Philip Koeck said:
That would definitely solve my problem. So some textbooks simply got it wrong and the factor 1/N! does not account for industinguishability but only for identity.
Perhaps this is a topic for the other thread, but what deductive process is going on between premises concerning things being identical or indistinguishable and conclusions about formulae for physical quantities? ( Is it a Bayesian form of deduction - as according to Jaynes ?)
In purely mathematical problems about combinatorics, the given information about things being identical or indistinguishable is used to define what is meant by "ways". This is needed in order to interpret the inevitable question: "In how many different ways can...?".
In physics, in addition to showing we have counted the number of "ways" correctly, we need some justification that says: The following is the physically correct way to define a "way": ... .
A frequently seen deductive pattern is:
1. Provide formulae for the number of "ways" using combinatorics.

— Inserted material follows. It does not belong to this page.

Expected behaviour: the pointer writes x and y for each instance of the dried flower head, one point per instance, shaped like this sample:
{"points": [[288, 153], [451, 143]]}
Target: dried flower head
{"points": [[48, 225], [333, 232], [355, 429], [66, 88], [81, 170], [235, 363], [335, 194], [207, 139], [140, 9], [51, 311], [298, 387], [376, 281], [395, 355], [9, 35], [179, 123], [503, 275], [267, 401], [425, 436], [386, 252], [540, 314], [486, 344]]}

2. Deduce probability distributions from the combinatorial results - usually by assuming each "way" has the same probability.

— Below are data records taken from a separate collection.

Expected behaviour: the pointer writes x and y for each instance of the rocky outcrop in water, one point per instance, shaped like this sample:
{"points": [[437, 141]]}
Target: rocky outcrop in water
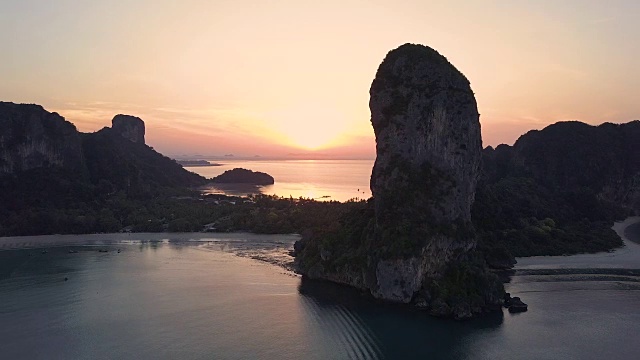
{"points": [[31, 138], [557, 191], [412, 243]]}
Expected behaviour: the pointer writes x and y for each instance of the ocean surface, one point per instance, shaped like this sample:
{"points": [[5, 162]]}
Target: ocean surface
{"points": [[339, 180], [204, 296]]}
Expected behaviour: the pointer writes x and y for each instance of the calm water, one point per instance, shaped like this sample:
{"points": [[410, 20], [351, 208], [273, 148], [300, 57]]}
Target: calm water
{"points": [[339, 180], [167, 299]]}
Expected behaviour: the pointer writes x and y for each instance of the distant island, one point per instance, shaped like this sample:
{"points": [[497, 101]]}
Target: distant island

In this thread there is a concern for:
3. Use the probability distributions to compute (Shannon) entropy
4. Check that the entropy computations resolve GIbb's paradox. - i.e. make sure entropy is an "extensive" quantity.

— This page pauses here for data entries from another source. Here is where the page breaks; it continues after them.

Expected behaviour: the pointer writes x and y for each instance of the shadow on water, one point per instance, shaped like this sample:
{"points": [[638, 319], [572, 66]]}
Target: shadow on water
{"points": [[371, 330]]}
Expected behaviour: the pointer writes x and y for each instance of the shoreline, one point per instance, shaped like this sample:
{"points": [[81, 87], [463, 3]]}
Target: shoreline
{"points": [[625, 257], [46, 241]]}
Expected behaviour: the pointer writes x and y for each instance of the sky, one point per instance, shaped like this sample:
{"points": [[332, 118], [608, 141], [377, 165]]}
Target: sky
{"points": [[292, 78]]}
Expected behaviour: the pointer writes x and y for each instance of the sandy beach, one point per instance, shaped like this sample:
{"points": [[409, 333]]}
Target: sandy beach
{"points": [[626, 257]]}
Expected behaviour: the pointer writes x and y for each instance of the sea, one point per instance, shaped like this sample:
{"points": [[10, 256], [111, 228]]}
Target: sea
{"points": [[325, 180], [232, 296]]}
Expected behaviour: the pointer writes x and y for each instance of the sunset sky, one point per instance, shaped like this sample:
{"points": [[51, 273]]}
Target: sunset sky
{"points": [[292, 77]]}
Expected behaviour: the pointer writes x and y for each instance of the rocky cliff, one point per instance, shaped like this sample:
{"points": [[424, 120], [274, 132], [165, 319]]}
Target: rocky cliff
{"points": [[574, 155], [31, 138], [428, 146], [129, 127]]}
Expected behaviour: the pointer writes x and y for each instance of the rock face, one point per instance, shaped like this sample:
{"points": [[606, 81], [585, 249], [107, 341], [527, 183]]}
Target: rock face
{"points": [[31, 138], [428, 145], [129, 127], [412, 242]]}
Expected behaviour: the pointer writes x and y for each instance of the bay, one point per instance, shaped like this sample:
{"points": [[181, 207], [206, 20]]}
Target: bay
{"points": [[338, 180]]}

My interpretation of the Jaynes paper "The Gibbs Paradox"
http://www.damtp.cam.ac.uk/user/tong/statphys/jaynes.pdf is that information about "identical" or "indistinguishable" particles is not an absolute form of information - i.e. it is not a property of Nature that is independent of who is performing experiments. If particles are "indistinguishable" to a certain experimenter then that experimenter doesn't know how to keep track of which one is which. An experimenter cannot perform any experiments that would require distinguishing among particles that are indistinguishable
to that experimenter. From the Bayesian perspective, Entropy (when defined as a function of a probability distribution) is defined relative the experimenter's capabilities.